2 In a sitting position, the subject was asked to look down and the upper lid was gently retracted to expose the bleb as fully as possible in the superior bulbar conjunctiva. Taking care to avoid pressure on the globe and bleb, four directions of standard AS-OCT images were obtained for each bleb, as shown in
Figure 1A. Every scan was adjusted to the center of the scleral flap. Each AS-OCT scan image was obtained and printed at the size of 7.3 × 18.6 cm, and the following various parameters were obtained: inside area of the bleb in cut B∼D (X1∼3 = height in B∼D × extent, maximum: X
1∼3max), height of the bleb in cut B∼D (X4∼6, maximum: X
4∼6max), extent of the bleb in cut A (X7), bleb wall thickness in cut B∼D (X8∼10, minimum: X
8∼10min), existence of CCD in cut B∼D (X11), extent of LUSF in cut B∼D (X12∼14, maximum: X
12∼14max), the height of LUSF in cut B∼D (X15∼17, maximum: X
15∼17max), and the area of LUSF (X18 = X12∼14 × X15∼17, maximum: X
18max = X
12∼14max × X
15∼17max). Bleb wall thickness was defined as the distance between the first reflective signals of the conjunctiva to the top of the subconjunctival fluid space. If subconjunctival space was not observed, the bleb wall was regarded as unmeasurable. Height of the bleb was defined as the distance between the first reflective signals of the conjunctiva to perpendicular to the sclera at the highest of the images (
Fig. 1B). Height of the bleb was measured at the maximum area. Extent of the bleb (
Fig. 1C) (X7) was measured at the length of the bulging part of the bleb in cut A in
Figure 1A. All of the measurement values except height and extent in AS-OCT were expressed as actual size on the printed images.

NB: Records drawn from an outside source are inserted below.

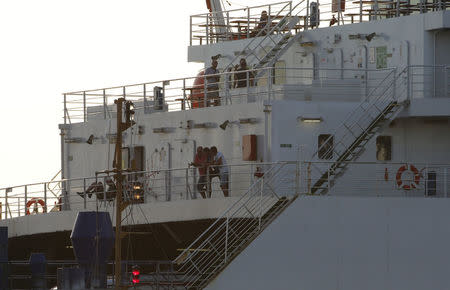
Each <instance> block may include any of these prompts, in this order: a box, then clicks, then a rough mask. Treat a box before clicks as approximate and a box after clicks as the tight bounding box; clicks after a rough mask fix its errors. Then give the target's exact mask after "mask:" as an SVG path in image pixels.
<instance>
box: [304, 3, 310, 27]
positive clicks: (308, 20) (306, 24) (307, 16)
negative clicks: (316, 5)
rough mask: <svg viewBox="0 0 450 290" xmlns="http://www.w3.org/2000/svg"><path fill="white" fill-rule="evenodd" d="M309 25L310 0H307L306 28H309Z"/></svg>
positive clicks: (305, 20) (306, 4)
mask: <svg viewBox="0 0 450 290" xmlns="http://www.w3.org/2000/svg"><path fill="white" fill-rule="evenodd" d="M308 26H309V0H306V18H305V27H304V28H303V29H304V30H308Z"/></svg>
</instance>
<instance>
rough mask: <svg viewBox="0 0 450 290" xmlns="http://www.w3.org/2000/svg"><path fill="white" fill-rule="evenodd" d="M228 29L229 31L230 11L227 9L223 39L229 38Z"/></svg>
mask: <svg viewBox="0 0 450 290" xmlns="http://www.w3.org/2000/svg"><path fill="white" fill-rule="evenodd" d="M228 31H230V12H229V11H227V29H226V30H225V39H226V40H230V36H229V35H228ZM231 38H232V37H231Z"/></svg>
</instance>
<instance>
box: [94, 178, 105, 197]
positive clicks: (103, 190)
mask: <svg viewBox="0 0 450 290" xmlns="http://www.w3.org/2000/svg"><path fill="white" fill-rule="evenodd" d="M103 184H104V185H105V186H103V200H105V201H106V176H103ZM95 201H96V203H97V202H98V198H96V199H95Z"/></svg>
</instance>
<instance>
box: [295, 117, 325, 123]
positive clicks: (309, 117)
mask: <svg viewBox="0 0 450 290" xmlns="http://www.w3.org/2000/svg"><path fill="white" fill-rule="evenodd" d="M297 120H298V121H302V122H303V123H320V122H322V121H323V118H322V117H321V116H300V117H298V118H297Z"/></svg>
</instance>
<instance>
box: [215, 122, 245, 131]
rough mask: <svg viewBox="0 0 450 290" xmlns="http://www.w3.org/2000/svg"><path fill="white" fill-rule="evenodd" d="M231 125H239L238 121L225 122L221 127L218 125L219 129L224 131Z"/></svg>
mask: <svg viewBox="0 0 450 290" xmlns="http://www.w3.org/2000/svg"><path fill="white" fill-rule="evenodd" d="M231 124H235V125H240V121H230V120H226V121H225V122H223V123H222V124H221V125H219V127H220V129H222V130H225V129H226V128H227V126H228V125H231Z"/></svg>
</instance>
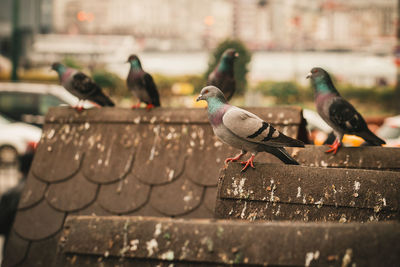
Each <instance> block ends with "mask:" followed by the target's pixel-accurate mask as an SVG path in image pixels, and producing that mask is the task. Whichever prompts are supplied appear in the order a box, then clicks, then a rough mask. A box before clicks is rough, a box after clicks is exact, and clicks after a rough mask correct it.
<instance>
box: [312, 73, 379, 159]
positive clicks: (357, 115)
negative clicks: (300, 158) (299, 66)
mask: <svg viewBox="0 0 400 267" xmlns="http://www.w3.org/2000/svg"><path fill="white" fill-rule="evenodd" d="M307 78H311V83H312V86H313V88H314V94H315V95H314V98H315V105H316V107H317V111H318V114H319V115H320V116H321V117H322V119H324V120H325V121H326V123H328V125H329V126H331V127H332V129H333V132H334V134H335V136H336V139H335V142H334V143H333V144H332V145H330V149H329V150H327V151H326V152H327V153H329V152H333V154H336V152H337V150H338V149H339V147H340V146H341V145H342V139H343V135H344V134H354V135H357V136H360V137H362V138H363V139H364V140H365V141H367V143H369V144H370V145H373V146H380V145H383V144H385V141H383V140H382V139H380V138H379V137H377V136H376V135H375V134H373V133H372V132H371V131H370V130H369V129H368V126H367V124H366V123H365V120H364V119H363V117H362V116H361V114H360V113H358V112H357V110H356V109H355V108H354V107H353V106H352V105H351V104H350V103H349V102H347V101H346V100H345V99H344V98H343V97H341V96H340V94H339V92H338V91H337V90H336V88H335V86H334V85H333V82H332V80H331V77H330V76H329V74H328V73H327V72H326V71H325V70H324V69H322V68H313V69H312V70H311V72H310V73H308V75H307Z"/></svg>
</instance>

Height in AS-OCT was classified into one of the five stages (H0–4) by comparing CT at the limbus. Extent in AS-OCT was expressed by the same four stages with IBAGS (E0: 0 < 1 Clock Hours, E1: 1–2 Clock Hours, E2: 2 < Clock Hours < 4, and E3: Clock Hours ≥ 4). We defined LUSF as the fluid space (lake) under the scleral flap. The existence of CCD was defined as positive if ciliary body and/or choroidal detachment were observed. For the purpose of analysis, the status of postoperative IOP was classified into the following three criteria: “excellent” (postoperative IOP ≤ 20 mm Hg and ≥30% reduction of preoperative IOP), “good” (postoperative IOP ≤ 20 mm Hg and ≥20% reduction of preoperative IOP), and “fail” (postoperative IOP ≥ 21 mm Hg or ≤20% reduction of preoperative IOP). Success in IOP control was defined as the eyes that showed excellent and good IOP control.